All of the elements come together appealingly, although there is just that smidgen less of the high energy ebullience that usually comes in a Pixar film. A degree of slapstick comedy has crept in in Brad Bird’s direction – sequences with Remy causing Linguini to gyrate all over the kitchen as he bites him; a high-energy sequence with Remy racing around the kitchen and restaurant to avoid being found; a scooter race through the streets of Paris; and an endearing montage sequence as Remy initially tries to coordinate Linguini’s actions.
There is also the slight feeling, perhaps due to the project’s troubled genesis, that Ratatouille has been put together as a slapdash project, more than one that wins through on its natural-born charms. Ratatouille is never a film that is constantly making one laugh out loud, not in the same way that Brad Bird’s The Incredibles was packed with side-splitting gags. The secondary characters seem underdeveloped – Colette starts out as tough and feisty but in no time dissolves into a standard romantic supporting character; the film introduces a bunch of eccentric outsiders working at the restaurant, yet they have no role in the film and when it comes to climactic scene they even end up exiting en masse. Chef Skinner seems defined only in terms of a polarities – Remy supports fine dining, while he is trying to sell junkfood – while the plot about Linguini being Chef Gusteau’s son comes out of nowhere and feels standard.

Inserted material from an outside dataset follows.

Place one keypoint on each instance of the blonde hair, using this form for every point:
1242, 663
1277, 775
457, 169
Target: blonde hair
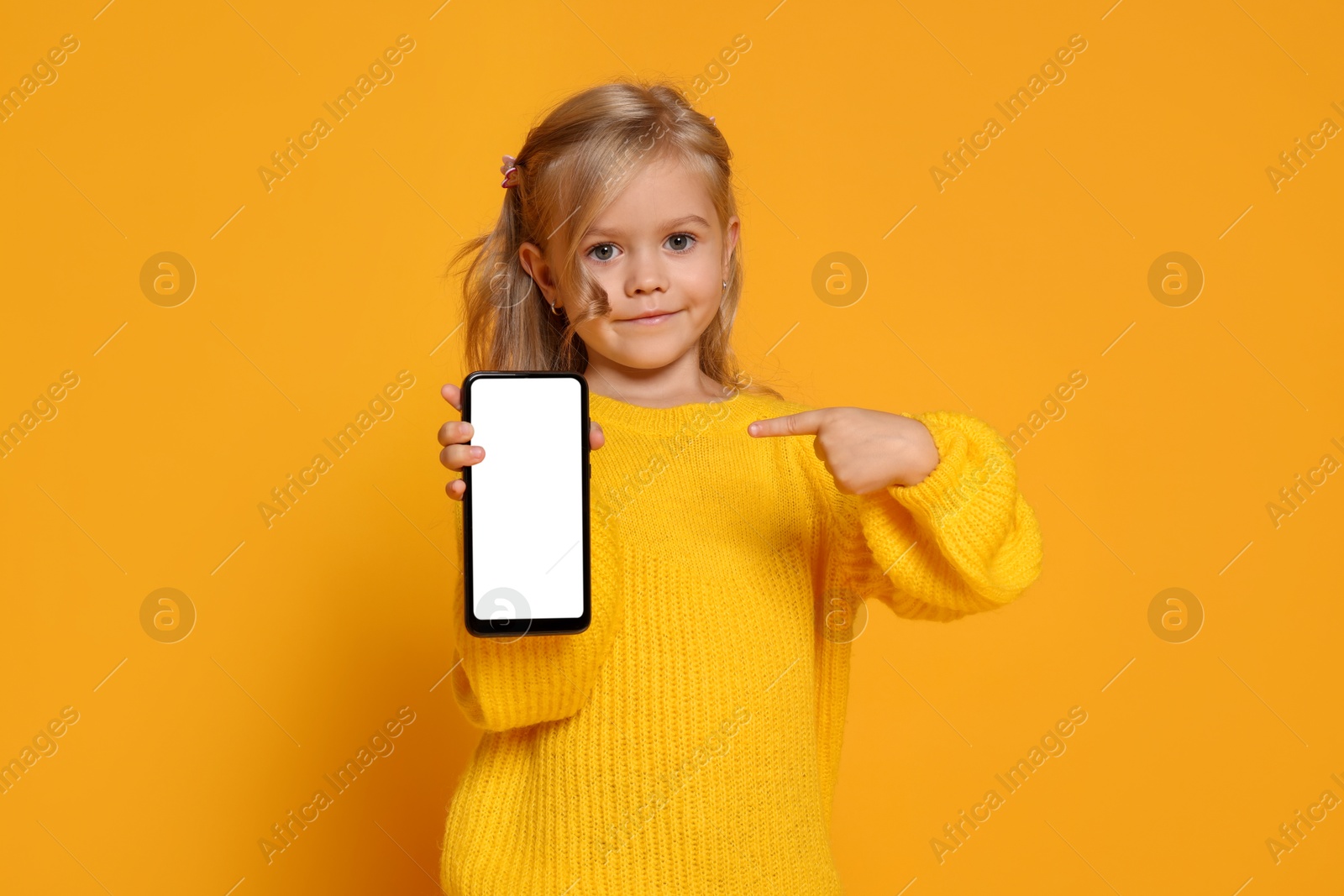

The film also ends weakly – the rats coming to save the day and wow the critic has a triumphal kick but the coda the film goes out on mutes such a triumph. For the most part, Ratatouille makes its way there with charm and likeability. Maybe it is that Pixar have raised the bar so high that what would be a top quality film for any other studio feels slightly lesser coming from Pixar.